Implementation of Memory-Compressed Attention, from the paper "Generating Wikipedia By Summarizing Long Sequences"

Overview

Memory Compressed Attention

Implementation of the Self-Attention layer of the proposed Memory-Compressed Attention, in Pytorch. This repository offers both the causal and non-causal variant, and will take care of the padding if the sequence length is not divisible by the compression ratio.

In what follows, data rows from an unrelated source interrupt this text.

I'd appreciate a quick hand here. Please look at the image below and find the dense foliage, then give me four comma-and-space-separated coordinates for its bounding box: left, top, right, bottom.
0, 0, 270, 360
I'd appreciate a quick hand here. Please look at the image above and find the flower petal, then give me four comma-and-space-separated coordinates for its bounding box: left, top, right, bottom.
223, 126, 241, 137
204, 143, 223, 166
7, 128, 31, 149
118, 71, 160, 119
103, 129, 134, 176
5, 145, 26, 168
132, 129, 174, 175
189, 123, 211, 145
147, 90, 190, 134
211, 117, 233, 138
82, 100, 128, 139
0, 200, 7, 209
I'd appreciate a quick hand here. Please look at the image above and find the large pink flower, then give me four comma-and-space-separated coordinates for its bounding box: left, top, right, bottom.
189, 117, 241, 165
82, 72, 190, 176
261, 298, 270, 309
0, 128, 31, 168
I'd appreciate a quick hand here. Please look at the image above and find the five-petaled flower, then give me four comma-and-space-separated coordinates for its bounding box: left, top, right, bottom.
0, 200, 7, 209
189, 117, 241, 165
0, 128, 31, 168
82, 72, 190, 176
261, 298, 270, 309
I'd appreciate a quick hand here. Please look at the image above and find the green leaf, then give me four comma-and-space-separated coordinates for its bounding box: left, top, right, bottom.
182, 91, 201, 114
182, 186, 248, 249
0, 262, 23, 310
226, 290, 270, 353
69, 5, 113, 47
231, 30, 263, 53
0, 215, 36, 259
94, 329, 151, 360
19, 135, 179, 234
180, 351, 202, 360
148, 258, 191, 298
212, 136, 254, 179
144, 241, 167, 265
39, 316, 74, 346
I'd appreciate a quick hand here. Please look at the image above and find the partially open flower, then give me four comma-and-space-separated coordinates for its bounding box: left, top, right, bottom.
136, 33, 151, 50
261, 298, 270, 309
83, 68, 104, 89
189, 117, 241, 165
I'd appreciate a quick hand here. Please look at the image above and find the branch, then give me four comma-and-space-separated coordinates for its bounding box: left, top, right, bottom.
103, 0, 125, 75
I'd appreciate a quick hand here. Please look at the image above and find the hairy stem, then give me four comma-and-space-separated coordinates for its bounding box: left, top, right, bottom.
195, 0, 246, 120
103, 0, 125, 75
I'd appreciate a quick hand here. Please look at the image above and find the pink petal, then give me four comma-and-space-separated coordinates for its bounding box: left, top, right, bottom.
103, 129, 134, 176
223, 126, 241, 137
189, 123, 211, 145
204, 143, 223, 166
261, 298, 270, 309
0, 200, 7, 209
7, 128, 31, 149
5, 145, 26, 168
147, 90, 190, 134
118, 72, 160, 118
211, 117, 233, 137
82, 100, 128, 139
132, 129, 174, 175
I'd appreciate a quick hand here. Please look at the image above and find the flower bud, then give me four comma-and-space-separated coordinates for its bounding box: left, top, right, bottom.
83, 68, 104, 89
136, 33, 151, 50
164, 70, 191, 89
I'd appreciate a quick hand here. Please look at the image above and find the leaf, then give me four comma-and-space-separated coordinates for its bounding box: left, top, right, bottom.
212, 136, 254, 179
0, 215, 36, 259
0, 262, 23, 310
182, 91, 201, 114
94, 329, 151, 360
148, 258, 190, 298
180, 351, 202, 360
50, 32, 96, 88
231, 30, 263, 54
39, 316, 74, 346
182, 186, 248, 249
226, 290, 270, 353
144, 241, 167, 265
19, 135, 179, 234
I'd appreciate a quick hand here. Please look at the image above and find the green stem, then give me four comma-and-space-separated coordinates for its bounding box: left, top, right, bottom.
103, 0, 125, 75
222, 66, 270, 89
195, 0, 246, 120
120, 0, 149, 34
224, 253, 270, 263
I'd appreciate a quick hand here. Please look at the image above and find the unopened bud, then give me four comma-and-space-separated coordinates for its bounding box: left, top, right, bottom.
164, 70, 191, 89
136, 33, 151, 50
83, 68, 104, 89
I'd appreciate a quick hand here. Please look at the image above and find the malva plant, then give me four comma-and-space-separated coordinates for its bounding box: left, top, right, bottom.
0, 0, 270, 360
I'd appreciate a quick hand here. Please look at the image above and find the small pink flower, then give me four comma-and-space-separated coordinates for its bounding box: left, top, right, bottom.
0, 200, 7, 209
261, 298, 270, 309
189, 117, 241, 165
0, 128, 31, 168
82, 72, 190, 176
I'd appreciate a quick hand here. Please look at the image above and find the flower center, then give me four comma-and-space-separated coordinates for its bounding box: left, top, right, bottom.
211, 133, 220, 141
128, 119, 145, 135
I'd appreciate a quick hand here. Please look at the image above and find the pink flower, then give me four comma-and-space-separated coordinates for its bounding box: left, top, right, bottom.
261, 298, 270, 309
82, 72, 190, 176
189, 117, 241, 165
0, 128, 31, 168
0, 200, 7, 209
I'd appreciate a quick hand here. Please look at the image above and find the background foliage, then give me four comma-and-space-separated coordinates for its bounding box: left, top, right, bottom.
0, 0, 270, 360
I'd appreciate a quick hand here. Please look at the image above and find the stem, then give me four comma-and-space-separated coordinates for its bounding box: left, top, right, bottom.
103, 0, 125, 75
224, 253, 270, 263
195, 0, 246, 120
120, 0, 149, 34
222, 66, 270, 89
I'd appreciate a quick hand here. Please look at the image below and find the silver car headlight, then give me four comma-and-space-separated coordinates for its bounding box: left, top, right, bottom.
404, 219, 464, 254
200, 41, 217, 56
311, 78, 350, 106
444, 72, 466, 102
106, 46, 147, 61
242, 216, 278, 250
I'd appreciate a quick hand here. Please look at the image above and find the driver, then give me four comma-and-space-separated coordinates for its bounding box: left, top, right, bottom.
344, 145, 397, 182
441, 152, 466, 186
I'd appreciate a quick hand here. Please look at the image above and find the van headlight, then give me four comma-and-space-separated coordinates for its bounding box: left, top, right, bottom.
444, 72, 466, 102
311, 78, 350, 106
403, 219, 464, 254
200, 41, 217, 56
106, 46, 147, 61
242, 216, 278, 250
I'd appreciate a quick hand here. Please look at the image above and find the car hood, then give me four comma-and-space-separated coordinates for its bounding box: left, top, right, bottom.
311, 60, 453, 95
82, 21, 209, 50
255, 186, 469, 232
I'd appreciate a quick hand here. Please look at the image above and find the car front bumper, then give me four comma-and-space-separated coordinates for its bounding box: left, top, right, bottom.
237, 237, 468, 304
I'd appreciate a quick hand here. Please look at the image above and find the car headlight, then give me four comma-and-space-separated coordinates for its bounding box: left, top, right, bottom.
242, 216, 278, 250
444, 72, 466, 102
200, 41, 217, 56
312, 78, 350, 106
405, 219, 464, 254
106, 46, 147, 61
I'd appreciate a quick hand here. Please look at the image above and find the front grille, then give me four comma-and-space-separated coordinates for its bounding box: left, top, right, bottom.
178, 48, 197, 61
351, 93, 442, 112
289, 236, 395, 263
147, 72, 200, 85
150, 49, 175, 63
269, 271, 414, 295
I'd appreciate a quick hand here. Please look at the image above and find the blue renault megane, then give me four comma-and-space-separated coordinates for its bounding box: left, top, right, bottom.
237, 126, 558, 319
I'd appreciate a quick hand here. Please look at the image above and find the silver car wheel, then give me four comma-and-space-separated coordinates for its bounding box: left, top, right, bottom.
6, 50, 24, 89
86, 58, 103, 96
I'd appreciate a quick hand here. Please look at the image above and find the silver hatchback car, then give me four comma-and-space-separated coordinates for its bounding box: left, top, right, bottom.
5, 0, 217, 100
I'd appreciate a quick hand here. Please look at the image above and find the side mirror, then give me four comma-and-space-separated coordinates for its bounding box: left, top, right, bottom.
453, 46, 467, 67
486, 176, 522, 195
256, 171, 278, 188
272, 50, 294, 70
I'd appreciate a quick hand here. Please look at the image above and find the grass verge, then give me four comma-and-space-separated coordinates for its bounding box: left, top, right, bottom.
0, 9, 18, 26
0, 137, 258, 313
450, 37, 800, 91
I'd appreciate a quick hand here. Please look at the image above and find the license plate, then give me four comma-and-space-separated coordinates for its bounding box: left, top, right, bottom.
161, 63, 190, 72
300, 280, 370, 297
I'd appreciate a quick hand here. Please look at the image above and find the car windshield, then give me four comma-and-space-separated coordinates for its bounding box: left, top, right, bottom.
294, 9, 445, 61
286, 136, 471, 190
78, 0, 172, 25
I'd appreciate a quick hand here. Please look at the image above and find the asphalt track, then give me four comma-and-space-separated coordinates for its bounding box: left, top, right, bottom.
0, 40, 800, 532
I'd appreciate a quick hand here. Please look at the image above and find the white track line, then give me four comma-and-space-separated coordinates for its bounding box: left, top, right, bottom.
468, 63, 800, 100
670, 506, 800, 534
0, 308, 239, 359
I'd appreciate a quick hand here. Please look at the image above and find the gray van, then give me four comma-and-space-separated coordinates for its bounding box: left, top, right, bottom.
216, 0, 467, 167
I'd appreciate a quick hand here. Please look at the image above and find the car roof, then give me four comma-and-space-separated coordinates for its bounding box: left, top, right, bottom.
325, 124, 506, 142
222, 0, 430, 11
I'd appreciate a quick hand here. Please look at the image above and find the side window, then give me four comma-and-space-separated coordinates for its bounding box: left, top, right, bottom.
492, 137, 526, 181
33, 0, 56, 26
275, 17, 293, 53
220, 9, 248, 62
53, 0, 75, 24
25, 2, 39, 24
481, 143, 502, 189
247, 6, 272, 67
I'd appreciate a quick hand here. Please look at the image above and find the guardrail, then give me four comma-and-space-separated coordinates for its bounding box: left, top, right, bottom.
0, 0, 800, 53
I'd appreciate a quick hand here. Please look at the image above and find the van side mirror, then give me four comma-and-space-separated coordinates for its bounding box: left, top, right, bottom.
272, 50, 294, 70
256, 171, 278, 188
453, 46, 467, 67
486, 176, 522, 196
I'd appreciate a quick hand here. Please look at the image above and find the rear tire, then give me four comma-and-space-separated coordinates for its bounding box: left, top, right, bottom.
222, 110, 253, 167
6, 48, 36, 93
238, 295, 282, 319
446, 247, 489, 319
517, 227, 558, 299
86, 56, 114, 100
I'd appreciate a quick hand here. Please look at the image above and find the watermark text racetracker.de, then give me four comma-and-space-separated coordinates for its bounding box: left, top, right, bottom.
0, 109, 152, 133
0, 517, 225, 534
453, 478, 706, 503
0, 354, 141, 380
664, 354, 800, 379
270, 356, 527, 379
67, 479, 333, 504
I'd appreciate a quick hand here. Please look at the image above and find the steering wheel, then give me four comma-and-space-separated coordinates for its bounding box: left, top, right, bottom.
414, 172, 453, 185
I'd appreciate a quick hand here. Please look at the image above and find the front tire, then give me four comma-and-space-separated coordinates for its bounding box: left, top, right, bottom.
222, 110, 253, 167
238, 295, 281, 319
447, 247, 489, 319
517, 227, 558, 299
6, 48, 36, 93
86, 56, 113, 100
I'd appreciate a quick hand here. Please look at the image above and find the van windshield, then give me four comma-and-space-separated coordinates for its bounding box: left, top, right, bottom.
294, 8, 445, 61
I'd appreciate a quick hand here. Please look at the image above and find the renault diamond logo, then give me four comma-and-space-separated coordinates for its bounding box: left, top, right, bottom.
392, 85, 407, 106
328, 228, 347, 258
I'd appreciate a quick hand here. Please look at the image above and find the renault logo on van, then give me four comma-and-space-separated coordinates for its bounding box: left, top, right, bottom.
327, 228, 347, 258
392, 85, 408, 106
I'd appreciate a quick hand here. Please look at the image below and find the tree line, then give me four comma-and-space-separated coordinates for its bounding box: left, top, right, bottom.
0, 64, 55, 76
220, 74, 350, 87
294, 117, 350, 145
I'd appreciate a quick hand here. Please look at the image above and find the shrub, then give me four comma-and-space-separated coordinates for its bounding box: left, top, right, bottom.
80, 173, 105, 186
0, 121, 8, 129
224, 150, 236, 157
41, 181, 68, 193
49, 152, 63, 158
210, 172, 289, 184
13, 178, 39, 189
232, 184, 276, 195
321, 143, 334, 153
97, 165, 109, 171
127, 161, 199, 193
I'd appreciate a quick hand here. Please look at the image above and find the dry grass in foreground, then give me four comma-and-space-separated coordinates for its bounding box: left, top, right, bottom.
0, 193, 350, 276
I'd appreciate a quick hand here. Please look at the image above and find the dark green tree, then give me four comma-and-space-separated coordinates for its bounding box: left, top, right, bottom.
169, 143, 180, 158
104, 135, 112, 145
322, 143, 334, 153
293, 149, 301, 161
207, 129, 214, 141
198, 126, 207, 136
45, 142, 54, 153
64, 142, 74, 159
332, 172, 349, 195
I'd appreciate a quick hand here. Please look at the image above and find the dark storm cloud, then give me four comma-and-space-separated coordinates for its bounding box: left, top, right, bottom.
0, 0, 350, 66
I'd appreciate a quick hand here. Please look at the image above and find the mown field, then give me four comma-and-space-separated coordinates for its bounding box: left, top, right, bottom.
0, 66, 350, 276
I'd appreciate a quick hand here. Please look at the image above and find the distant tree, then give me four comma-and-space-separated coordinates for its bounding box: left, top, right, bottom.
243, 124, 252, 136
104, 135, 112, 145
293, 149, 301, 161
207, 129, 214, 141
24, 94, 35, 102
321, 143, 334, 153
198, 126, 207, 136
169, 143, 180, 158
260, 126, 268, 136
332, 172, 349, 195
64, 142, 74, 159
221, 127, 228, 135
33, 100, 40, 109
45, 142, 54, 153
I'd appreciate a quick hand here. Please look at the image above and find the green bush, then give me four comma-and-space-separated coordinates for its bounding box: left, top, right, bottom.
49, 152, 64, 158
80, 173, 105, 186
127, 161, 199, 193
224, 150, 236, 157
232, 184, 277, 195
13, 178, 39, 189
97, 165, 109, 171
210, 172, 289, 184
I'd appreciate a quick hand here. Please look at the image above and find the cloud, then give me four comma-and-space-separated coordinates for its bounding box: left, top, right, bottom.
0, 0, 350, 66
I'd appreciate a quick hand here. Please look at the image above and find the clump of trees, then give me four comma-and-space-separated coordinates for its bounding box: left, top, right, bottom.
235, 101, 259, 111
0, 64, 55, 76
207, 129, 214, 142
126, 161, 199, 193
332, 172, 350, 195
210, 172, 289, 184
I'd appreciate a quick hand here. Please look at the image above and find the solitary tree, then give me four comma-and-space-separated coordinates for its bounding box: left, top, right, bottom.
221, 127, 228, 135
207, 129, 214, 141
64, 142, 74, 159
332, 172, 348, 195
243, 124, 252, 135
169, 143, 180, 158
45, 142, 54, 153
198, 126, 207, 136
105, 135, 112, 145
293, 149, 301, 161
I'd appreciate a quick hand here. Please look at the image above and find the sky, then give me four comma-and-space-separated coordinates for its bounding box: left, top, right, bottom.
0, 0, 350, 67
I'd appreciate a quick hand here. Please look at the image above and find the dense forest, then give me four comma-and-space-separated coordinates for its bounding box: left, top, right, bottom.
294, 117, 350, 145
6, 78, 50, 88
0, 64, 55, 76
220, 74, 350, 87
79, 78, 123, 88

The code also resolves an edge-case where the very first query have no keys to attend to in the auto-regressive scenario. The solution is to use null key/values, appended to the final compressed set, so that there is always at least 1 key for all queries to attend to.

Install

$ pip install memory_compressed_attention

Usage

import torch
from memory_compressed_attention import MemoryCompressedAttention

attn = MemoryCompressedAttention(
    dim = 512,
    heads = 8,                 # number of heads
    causal = False,            # auto-regressive or not
    compression_factor = 3,    # compression ratio
    dropout = 0.1              # dropout post-attention
)

x = torch.randn(1, 1024, 512)
mask = torch.ones(1, 1024).bool()

attn(x, input_mask = mask) # (1, 1024, 512)

Citations

@misc{liu2018generating,
    title={Generating Wikipedia by Summarizing Long Sequences},
    author={Peter J. Liu and Mohammad Saleh and Etienne Pot and Ben Goodrich and Ryan Sepassi and Lukasz Kaiser and Noam Shazeer},
    year={2018},
    eprint={1801.10198},
    archivePrefix={arXiv},
    primaryClass={cs.CL}
}
You might also like...
Memory Efficient Attention (O(sqrt(n)) for Jax and PyTorch

Memory Efficient Attention This is unofficial implementation of Self-attention Does Not Need O(n^2) Memory for Jax and PyTorch. Implementation is almo

 Attention for PyTorch with Linear Memory Footprint
Attention for PyTorch with Linear Memory Footprint

Attention for PyTorch with Linear Memory Footprint Unofficially implements https://arxiv.org/abs/2112.05682 to get Linear Memory Cost on Attention (+

PyTorch code for our paper "Attention in Attention Network for Image Super-Resolution"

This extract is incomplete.